Es ist das Recht der leiblichen Eltern, Besuchskontakt zu ihrem Kind zu haben. Insgesamt haben wir das Thema Pflege sehr positiv kennengelernt. Wir sind froh, dass wir das gemacht haben. Letztlich wurde uns auch ganz klar gesagt, Adoption in Deutschland funktioniert, aber kann tatsächlich sehr lange dauern oder gar nicht. Für uns ist es kein wirklich großer Unterschied mehr zwischen Adoption und Pflege. Klar, es gibt ein Jugendamt, dass dabei ist.

Wie präsent ist das Jugendamt?

Wir haben ein gutes Verhältnis zu den Mitarbeiter*innen des Jugendamts. Man kann sagen, dass sich über die Zeit ein gegenseitiges Vertrauen aufgebaut hat. Das schätzen wir natürlich sehr. Wir bekommen regelmäßig Besuch vom Jugendamt. Da es bei uns wie in einer ‚ganz normalen Familie läuft‘, sind die Besuche sehr entspannt. Es kommt meist dieselbe Person, daher fühlt es sich über die Zeit schon fast an, als würde eine gute Bekannte zu Besuch kommen. Wir tauschen uns über das Familienleben aus und es wird abgeklärt, ob wir uns an irgendeiner Stelle Unterstützung wünschen etc. Dann kommt es auch schonmal vor, dass alle auf dem Fußboden sitzen und mit dem Kind spielen.

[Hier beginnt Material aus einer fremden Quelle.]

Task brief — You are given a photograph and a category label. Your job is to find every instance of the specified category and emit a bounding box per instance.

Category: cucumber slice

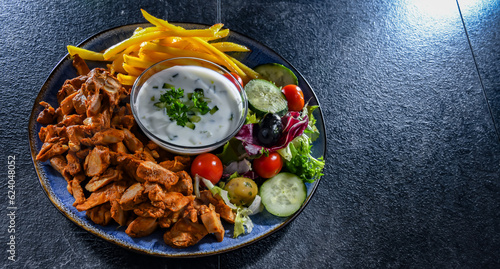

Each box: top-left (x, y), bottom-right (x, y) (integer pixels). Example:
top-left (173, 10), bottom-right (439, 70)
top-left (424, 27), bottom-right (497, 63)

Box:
top-left (244, 79), bottom-right (288, 116)
top-left (254, 63), bottom-right (298, 87)
top-left (259, 172), bottom-right (307, 217)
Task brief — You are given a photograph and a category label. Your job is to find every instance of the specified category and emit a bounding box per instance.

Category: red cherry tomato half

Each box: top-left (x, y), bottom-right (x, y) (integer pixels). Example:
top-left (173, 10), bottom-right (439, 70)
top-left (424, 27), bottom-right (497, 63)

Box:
top-left (223, 72), bottom-right (244, 88)
top-left (190, 153), bottom-right (223, 184)
top-left (282, 84), bottom-right (305, 111)
top-left (253, 152), bottom-right (283, 179)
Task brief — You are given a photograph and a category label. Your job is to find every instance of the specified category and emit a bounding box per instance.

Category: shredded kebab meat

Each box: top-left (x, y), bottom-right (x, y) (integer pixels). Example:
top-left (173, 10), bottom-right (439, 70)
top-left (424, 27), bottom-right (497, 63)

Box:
top-left (35, 59), bottom-right (235, 248)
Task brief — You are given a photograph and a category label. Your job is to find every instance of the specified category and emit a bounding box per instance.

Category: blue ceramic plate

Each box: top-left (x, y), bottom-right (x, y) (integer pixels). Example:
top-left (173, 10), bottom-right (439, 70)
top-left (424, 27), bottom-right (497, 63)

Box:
top-left (28, 23), bottom-right (326, 257)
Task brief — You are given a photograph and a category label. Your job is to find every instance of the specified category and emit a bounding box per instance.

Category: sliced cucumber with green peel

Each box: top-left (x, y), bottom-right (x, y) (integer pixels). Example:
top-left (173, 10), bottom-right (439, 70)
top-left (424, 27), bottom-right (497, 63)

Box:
top-left (259, 172), bottom-right (307, 217)
top-left (244, 79), bottom-right (288, 116)
top-left (254, 63), bottom-right (298, 87)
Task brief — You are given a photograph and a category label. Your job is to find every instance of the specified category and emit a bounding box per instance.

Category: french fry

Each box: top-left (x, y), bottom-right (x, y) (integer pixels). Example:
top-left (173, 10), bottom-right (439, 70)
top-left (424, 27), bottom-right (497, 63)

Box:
top-left (141, 9), bottom-right (179, 31)
top-left (211, 42), bottom-right (250, 52)
top-left (122, 63), bottom-right (144, 77)
top-left (123, 54), bottom-right (156, 69)
top-left (201, 29), bottom-right (230, 41)
top-left (187, 37), bottom-right (247, 80)
top-left (117, 73), bottom-right (138, 86)
top-left (67, 45), bottom-right (104, 61)
top-left (141, 42), bottom-right (226, 67)
top-left (139, 51), bottom-right (173, 63)
top-left (228, 56), bottom-right (260, 80)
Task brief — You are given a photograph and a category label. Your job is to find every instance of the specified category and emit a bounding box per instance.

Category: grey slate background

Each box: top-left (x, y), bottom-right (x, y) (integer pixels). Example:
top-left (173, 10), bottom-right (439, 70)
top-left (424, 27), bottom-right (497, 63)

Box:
top-left (1, 0), bottom-right (499, 268)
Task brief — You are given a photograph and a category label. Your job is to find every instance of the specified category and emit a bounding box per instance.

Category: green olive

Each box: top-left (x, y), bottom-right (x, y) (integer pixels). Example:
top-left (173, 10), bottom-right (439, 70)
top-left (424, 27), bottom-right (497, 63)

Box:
top-left (224, 177), bottom-right (258, 206)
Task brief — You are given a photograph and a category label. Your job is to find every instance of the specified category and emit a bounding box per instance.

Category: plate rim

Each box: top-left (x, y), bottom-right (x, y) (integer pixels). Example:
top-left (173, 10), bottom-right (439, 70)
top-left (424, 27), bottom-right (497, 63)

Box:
top-left (28, 22), bottom-right (328, 258)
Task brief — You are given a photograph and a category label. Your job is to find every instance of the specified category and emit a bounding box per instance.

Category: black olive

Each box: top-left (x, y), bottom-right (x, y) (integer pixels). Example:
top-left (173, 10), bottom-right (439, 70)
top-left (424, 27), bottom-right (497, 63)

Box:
top-left (256, 113), bottom-right (283, 147)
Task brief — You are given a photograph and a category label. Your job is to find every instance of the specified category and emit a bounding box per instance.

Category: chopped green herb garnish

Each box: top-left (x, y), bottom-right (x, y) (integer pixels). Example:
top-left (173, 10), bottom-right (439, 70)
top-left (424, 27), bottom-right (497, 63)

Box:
top-left (155, 86), bottom-right (218, 128)
top-left (209, 106), bottom-right (219, 115)
top-left (162, 83), bottom-right (175, 89)
top-left (151, 96), bottom-right (155, 101)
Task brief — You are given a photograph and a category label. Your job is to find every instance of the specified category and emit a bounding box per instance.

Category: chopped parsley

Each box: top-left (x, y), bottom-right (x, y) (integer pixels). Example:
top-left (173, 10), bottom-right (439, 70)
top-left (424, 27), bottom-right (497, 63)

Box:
top-left (154, 86), bottom-right (217, 129)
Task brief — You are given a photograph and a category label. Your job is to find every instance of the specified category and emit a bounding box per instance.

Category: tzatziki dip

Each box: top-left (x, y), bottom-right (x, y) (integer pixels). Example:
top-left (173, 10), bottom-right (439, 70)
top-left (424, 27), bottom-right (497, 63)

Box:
top-left (135, 65), bottom-right (243, 147)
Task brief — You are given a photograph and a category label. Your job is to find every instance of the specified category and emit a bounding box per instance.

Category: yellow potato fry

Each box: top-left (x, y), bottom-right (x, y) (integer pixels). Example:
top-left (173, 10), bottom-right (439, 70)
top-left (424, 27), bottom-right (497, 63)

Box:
top-left (140, 10), bottom-right (221, 37)
top-left (157, 37), bottom-right (184, 46)
top-left (187, 37), bottom-right (247, 80)
top-left (141, 9), bottom-right (179, 31)
top-left (117, 73), bottom-right (137, 86)
top-left (122, 63), bottom-right (144, 77)
top-left (139, 51), bottom-right (173, 63)
top-left (132, 26), bottom-right (162, 37)
top-left (141, 42), bottom-right (223, 66)
top-left (67, 45), bottom-right (104, 61)
top-left (108, 56), bottom-right (126, 74)
top-left (228, 56), bottom-right (260, 80)
top-left (201, 29), bottom-right (230, 41)
top-left (123, 54), bottom-right (156, 69)
top-left (210, 42), bottom-right (250, 52)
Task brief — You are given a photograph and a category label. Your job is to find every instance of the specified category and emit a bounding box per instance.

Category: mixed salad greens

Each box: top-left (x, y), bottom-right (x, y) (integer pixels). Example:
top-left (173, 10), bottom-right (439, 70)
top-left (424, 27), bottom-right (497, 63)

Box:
top-left (193, 63), bottom-right (325, 238)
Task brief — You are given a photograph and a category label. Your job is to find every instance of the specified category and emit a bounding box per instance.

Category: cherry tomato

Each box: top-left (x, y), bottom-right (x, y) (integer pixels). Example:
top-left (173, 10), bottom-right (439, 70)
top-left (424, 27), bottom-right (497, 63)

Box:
top-left (253, 152), bottom-right (283, 179)
top-left (190, 153), bottom-right (223, 184)
top-left (282, 85), bottom-right (305, 111)
top-left (223, 72), bottom-right (244, 88)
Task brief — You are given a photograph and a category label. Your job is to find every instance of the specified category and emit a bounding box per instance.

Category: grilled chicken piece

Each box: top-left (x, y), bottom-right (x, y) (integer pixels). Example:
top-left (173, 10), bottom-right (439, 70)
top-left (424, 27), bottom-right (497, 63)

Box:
top-left (66, 125), bottom-right (90, 152)
top-left (83, 108), bottom-right (111, 133)
top-left (57, 114), bottom-right (85, 127)
top-left (37, 101), bottom-right (56, 124)
top-left (85, 168), bottom-right (122, 192)
top-left (110, 142), bottom-right (129, 154)
top-left (151, 192), bottom-right (194, 212)
top-left (82, 68), bottom-right (123, 107)
top-left (199, 190), bottom-right (235, 224)
top-left (199, 204), bottom-right (225, 242)
top-left (125, 217), bottom-right (158, 238)
top-left (76, 182), bottom-right (126, 211)
top-left (158, 215), bottom-right (174, 229)
top-left (144, 182), bottom-right (166, 200)
top-left (76, 148), bottom-right (91, 159)
top-left (133, 202), bottom-right (165, 218)
top-left (72, 54), bottom-right (90, 76)
top-left (110, 200), bottom-right (129, 227)
top-left (39, 125), bottom-right (57, 142)
top-left (65, 151), bottom-right (81, 176)
top-left (134, 151), bottom-right (156, 163)
top-left (39, 125), bottom-right (68, 143)
top-left (72, 90), bottom-right (87, 115)
top-left (111, 105), bottom-right (135, 130)
top-left (159, 156), bottom-right (191, 172)
top-left (91, 129), bottom-right (125, 145)
top-left (84, 146), bottom-right (111, 177)
top-left (86, 92), bottom-right (103, 117)
top-left (86, 203), bottom-right (112, 226)
top-left (119, 182), bottom-right (147, 211)
top-left (168, 171), bottom-right (193, 196)
top-left (122, 128), bottom-right (144, 153)
top-left (164, 218), bottom-right (208, 248)
top-left (144, 182), bottom-right (193, 212)
top-left (182, 201), bottom-right (198, 223)
top-left (71, 178), bottom-right (86, 206)
top-left (117, 155), bottom-right (144, 182)
top-left (57, 75), bottom-right (87, 104)
top-left (59, 91), bottom-right (77, 115)
top-left (36, 138), bottom-right (69, 162)
top-left (136, 161), bottom-right (178, 188)
top-left (49, 155), bottom-right (72, 182)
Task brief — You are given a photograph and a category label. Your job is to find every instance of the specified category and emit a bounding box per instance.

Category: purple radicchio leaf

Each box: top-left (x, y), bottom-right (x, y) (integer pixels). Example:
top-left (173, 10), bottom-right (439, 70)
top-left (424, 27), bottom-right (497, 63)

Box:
top-left (234, 111), bottom-right (309, 156)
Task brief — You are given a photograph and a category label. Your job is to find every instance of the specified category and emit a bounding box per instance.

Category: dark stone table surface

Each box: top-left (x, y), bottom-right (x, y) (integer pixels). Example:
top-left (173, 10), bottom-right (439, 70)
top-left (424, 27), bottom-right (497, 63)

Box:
top-left (1, 0), bottom-right (499, 268)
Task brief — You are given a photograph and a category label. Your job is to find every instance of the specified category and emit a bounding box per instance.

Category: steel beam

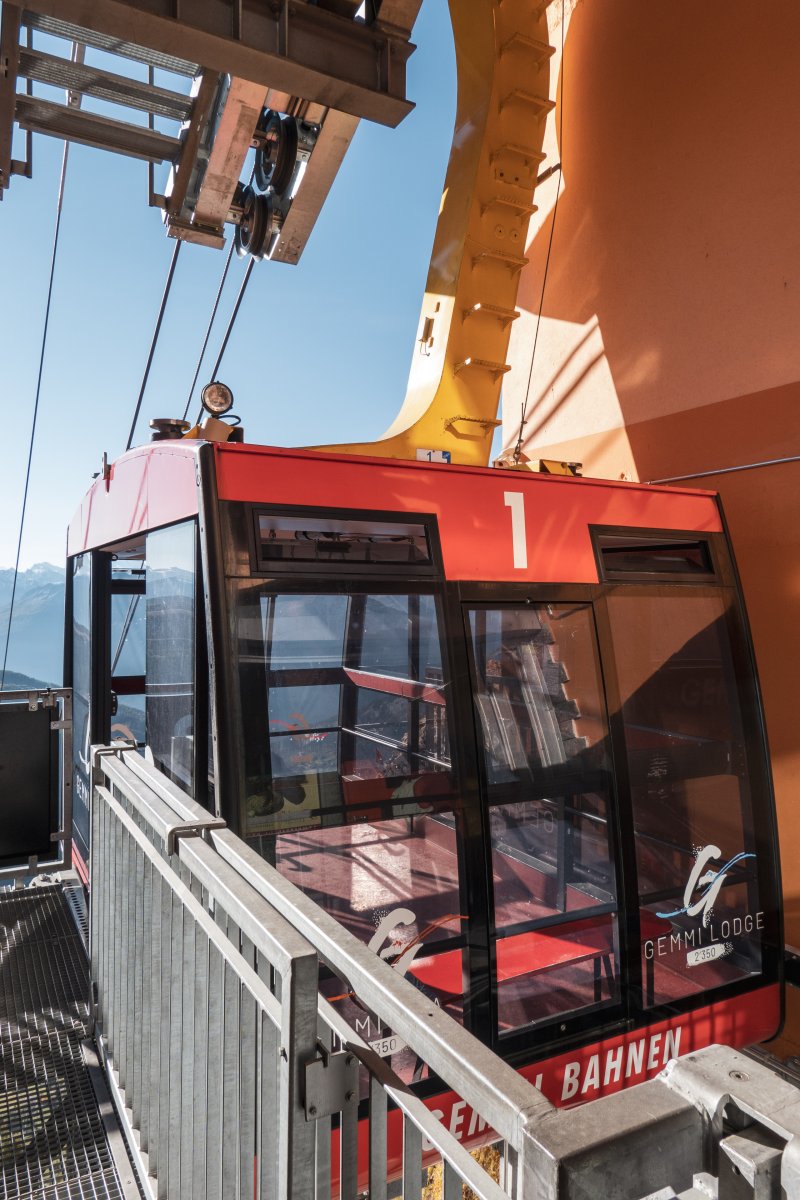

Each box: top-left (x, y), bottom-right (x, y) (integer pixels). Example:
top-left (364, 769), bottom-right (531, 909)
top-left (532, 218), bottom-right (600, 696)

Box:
top-left (375, 0), bottom-right (424, 36)
top-left (22, 12), bottom-right (198, 75)
top-left (0, 4), bottom-right (22, 195)
top-left (25, 0), bottom-right (415, 127)
top-left (165, 71), bottom-right (220, 221)
top-left (192, 77), bottom-right (267, 233)
top-left (18, 47), bottom-right (192, 121)
top-left (271, 108), bottom-right (358, 264)
top-left (15, 94), bottom-right (181, 162)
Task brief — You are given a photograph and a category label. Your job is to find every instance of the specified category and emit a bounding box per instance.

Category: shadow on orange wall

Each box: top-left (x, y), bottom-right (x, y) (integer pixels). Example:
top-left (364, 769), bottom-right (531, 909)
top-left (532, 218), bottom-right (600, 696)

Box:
top-left (508, 0), bottom-right (800, 958)
top-left (516, 0), bottom-right (800, 460)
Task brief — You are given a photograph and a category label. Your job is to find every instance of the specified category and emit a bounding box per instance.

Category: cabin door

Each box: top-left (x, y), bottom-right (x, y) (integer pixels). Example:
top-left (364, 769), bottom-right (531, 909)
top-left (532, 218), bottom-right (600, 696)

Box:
top-left (463, 596), bottom-right (626, 1044)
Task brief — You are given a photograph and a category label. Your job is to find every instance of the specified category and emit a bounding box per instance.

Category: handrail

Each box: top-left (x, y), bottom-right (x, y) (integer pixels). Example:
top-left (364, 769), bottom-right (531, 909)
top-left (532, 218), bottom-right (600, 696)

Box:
top-left (208, 822), bottom-right (554, 1147)
top-left (102, 747), bottom-right (555, 1141)
top-left (91, 755), bottom-right (320, 1199)
top-left (91, 744), bottom-right (553, 1199)
top-left (90, 744), bottom-right (800, 1199)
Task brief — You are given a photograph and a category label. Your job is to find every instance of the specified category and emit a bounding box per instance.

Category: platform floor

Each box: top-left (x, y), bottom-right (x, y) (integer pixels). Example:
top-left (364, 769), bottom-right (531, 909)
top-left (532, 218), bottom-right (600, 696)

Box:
top-left (0, 882), bottom-right (136, 1200)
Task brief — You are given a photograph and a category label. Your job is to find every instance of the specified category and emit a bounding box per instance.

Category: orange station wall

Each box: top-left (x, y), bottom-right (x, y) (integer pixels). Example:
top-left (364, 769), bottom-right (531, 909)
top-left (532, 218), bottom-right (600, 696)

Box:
top-left (502, 0), bottom-right (800, 1033)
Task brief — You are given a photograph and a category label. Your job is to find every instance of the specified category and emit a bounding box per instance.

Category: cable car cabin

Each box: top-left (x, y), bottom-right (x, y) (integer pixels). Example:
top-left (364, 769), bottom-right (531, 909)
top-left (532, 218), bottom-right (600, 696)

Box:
top-left (66, 440), bottom-right (782, 1113)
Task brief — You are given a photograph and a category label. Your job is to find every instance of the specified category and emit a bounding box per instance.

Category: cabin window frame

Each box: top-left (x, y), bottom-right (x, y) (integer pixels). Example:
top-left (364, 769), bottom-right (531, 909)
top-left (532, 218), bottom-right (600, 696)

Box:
top-left (245, 503), bottom-right (444, 579)
top-left (590, 524), bottom-right (723, 585)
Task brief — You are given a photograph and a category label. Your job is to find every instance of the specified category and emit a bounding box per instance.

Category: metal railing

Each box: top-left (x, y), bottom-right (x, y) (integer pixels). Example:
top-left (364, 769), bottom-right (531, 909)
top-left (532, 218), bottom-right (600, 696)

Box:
top-left (0, 687), bottom-right (71, 883)
top-left (90, 745), bottom-right (551, 1200)
top-left (90, 746), bottom-right (800, 1200)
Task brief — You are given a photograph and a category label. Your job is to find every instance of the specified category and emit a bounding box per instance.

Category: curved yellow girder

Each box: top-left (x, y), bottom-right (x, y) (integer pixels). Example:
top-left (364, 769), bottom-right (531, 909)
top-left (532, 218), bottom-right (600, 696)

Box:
top-left (310, 0), bottom-right (554, 466)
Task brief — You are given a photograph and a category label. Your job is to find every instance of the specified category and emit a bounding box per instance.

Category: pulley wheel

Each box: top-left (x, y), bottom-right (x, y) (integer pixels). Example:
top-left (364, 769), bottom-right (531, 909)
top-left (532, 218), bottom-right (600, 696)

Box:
top-left (235, 186), bottom-right (265, 259)
top-left (250, 193), bottom-right (273, 261)
top-left (254, 112), bottom-right (299, 197)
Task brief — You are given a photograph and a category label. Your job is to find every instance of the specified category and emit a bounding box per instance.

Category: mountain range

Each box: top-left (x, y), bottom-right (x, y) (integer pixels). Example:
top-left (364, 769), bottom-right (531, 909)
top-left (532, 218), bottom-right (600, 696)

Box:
top-left (0, 564), bottom-right (65, 686)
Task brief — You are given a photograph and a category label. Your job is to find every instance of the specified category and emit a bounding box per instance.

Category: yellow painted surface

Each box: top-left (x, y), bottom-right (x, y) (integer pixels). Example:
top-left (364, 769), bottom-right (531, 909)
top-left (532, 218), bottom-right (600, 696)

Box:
top-left (310, 0), bottom-right (554, 466)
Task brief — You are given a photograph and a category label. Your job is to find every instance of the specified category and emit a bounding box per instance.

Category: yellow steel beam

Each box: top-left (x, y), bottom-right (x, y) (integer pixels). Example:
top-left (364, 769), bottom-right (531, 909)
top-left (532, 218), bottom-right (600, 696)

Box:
top-left (310, 0), bottom-right (554, 467)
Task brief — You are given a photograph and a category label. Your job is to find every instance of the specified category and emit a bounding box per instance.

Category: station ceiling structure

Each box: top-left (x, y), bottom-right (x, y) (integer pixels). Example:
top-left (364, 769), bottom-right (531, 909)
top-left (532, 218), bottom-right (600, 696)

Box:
top-left (0, 0), bottom-right (421, 262)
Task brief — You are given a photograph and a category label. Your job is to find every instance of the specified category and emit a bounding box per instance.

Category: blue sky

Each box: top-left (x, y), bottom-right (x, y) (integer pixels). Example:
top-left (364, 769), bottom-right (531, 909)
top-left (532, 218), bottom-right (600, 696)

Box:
top-left (0, 2), bottom-right (456, 568)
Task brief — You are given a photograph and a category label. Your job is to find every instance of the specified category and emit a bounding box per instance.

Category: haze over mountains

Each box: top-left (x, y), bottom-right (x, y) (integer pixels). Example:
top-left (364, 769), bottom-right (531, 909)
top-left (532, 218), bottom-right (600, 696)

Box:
top-left (0, 563), bottom-right (65, 685)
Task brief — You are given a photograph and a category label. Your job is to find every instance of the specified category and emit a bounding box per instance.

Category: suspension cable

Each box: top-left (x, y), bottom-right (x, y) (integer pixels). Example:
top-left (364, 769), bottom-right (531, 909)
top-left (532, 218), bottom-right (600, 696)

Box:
top-left (195, 255), bottom-right (256, 423)
top-left (512, 0), bottom-right (565, 463)
top-left (181, 238), bottom-right (237, 422)
top-left (125, 238), bottom-right (183, 451)
top-left (182, 163), bottom-right (257, 423)
top-left (1, 138), bottom-right (72, 690)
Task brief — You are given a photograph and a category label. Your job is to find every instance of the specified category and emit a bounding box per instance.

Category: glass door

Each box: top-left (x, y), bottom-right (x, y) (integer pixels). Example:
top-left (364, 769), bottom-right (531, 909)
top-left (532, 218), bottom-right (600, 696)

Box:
top-left (464, 599), bottom-right (623, 1038)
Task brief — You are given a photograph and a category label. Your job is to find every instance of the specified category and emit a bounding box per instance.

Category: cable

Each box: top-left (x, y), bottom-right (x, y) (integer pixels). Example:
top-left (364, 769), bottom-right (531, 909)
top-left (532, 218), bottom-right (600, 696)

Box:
top-left (125, 238), bottom-right (183, 451)
top-left (194, 256), bottom-right (256, 423)
top-left (512, 0), bottom-right (566, 463)
top-left (182, 163), bottom-right (257, 422)
top-left (1, 138), bottom-right (71, 690)
top-left (181, 238), bottom-right (237, 422)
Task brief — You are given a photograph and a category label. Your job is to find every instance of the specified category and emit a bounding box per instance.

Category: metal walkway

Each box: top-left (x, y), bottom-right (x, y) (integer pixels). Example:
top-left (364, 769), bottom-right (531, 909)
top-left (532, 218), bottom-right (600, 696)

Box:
top-left (0, 882), bottom-right (136, 1200)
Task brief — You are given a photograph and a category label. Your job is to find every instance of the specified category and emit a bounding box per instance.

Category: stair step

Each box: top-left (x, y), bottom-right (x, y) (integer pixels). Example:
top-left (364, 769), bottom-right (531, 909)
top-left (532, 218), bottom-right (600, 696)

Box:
top-left (453, 358), bottom-right (512, 378)
top-left (490, 142), bottom-right (547, 166)
top-left (462, 303), bottom-right (520, 326)
top-left (499, 33), bottom-right (554, 66)
top-left (471, 247), bottom-right (529, 272)
top-left (494, 0), bottom-right (555, 10)
top-left (481, 194), bottom-right (538, 218)
top-left (500, 89), bottom-right (556, 117)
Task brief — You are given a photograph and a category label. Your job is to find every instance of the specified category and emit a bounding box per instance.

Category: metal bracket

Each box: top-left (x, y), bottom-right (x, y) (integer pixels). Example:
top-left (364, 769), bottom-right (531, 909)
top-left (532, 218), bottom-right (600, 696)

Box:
top-left (443, 414), bottom-right (502, 433)
top-left (166, 821), bottom-right (225, 857)
top-left (304, 1045), bottom-right (359, 1120)
top-left (91, 743), bottom-right (124, 786)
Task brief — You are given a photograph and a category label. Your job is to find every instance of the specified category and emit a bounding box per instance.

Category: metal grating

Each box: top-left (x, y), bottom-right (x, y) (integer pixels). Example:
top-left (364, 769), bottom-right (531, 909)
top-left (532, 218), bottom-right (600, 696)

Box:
top-left (0, 885), bottom-right (129, 1200)
top-left (62, 880), bottom-right (89, 957)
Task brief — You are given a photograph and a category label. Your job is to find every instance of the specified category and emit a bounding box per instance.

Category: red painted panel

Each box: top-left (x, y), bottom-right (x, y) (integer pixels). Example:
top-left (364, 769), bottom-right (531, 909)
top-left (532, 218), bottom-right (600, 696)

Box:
top-left (333, 984), bottom-right (779, 1191)
top-left (67, 443), bottom-right (200, 556)
top-left (410, 914), bottom-right (614, 995)
top-left (214, 444), bottom-right (723, 583)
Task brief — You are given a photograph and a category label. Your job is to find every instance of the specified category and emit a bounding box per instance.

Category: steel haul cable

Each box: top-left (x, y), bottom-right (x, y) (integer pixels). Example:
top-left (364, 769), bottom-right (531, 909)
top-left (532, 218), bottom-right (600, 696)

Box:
top-left (125, 239), bottom-right (183, 451)
top-left (1, 138), bottom-right (71, 690)
top-left (194, 256), bottom-right (256, 424)
top-left (182, 162), bottom-right (256, 423)
top-left (181, 238), bottom-right (237, 423)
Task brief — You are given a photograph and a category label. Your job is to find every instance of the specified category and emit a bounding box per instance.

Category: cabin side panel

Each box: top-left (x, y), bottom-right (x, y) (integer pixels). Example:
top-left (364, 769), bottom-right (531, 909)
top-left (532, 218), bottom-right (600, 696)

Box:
top-left (214, 446), bottom-right (723, 583)
top-left (67, 446), bottom-right (200, 555)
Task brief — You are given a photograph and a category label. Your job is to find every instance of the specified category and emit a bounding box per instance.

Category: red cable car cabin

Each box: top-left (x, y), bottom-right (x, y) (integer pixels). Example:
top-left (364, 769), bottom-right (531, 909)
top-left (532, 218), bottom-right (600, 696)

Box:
top-left (66, 440), bottom-right (782, 1117)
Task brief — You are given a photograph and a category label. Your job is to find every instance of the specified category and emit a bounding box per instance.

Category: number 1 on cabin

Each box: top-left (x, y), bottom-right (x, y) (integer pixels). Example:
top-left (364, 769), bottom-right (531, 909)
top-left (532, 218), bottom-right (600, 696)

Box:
top-left (504, 491), bottom-right (527, 569)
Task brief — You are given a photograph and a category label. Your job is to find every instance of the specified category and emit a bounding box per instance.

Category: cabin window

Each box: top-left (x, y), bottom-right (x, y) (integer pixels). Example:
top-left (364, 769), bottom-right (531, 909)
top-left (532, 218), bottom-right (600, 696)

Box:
top-left (593, 528), bottom-right (715, 581)
top-left (110, 556), bottom-right (146, 745)
top-left (235, 588), bottom-right (453, 834)
top-left (604, 588), bottom-right (763, 1007)
top-left (70, 553), bottom-right (92, 863)
top-left (145, 522), bottom-right (196, 794)
top-left (467, 602), bottom-right (619, 1033)
top-left (254, 511), bottom-right (432, 568)
top-left (232, 582), bottom-right (466, 1046)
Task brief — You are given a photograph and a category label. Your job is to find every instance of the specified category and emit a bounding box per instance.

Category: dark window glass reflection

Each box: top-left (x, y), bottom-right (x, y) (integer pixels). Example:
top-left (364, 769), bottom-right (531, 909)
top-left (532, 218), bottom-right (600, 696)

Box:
top-left (71, 554), bottom-right (92, 861)
top-left (468, 603), bottom-right (619, 1033)
top-left (605, 589), bottom-right (762, 1007)
top-left (146, 522), bottom-right (196, 794)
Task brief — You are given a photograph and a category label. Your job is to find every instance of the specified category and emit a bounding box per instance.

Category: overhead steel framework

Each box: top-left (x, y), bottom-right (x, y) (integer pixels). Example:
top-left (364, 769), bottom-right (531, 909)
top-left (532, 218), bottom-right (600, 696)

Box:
top-left (0, 0), bottom-right (421, 262)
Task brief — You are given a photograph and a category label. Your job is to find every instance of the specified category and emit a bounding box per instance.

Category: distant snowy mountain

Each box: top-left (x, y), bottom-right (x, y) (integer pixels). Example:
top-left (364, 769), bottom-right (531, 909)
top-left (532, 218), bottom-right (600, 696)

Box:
top-left (0, 564), bottom-right (65, 686)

Wie sind eure Familien und Freunde mit euch als Regenbogenfamilie umgegangen?

Christian
Viele Freunde haben sich gefreut. Sie wussten schon aus zahlreichen Gesprächen, dass es ein Wunsch von uns ist und haben uns sehr unterstützt. Auch wenn ich glaube, dass der eine oder andere sich gefragt hat, ob wir das wirklich durchziehen. Gerade von den Freunden, die selber Kinder haben, kam immer dieser klassische Spruch: „Ja, aber mit Kind verändert sich alles.“ Wir wollten ja genau diese Veränderung. Viele haben mitgefiebert und sich riesig gefreut und uns oft gefragt, wann es denn so weit ist. Irgendwann waren wir es leid und haben uns sehr lange mit Informationen zurückgehalten, wie weit wir im Prozess sind. Wenn man nicht im Prozess drinsteckt, ist es sehr schwer zu verstehen ist, wie lange alles dauert.
Als wir dann mit dem Prozess durch waren, haben wir Freunden und der Familie gesagt, dass es jetzt jeden Tag passieren kann. Dann ging es auch sehr schnell. Es hat nur vier Tage gedauert, bis das Telefon klingelte.

Bjoern
Ich weiß ich nicht, ob das bei heterosexuellen Paaren auch so ausgeprägt ist. Bei uns gab es Stimmen aus dem Freundeskreis, die dann hinterfragt haben, wie und ob wir das überhaupt hinbekommen. Ich, als geradliniger, sehr lösungsorientierter Mensch der genau weiß, was er tut. Und Christian, der eher ein Lebemensch ist – was will der mit einem Kind? Innerlich dachte ich: Was soll das? Wir haben gar nicht nach eurer Meinung gefragt.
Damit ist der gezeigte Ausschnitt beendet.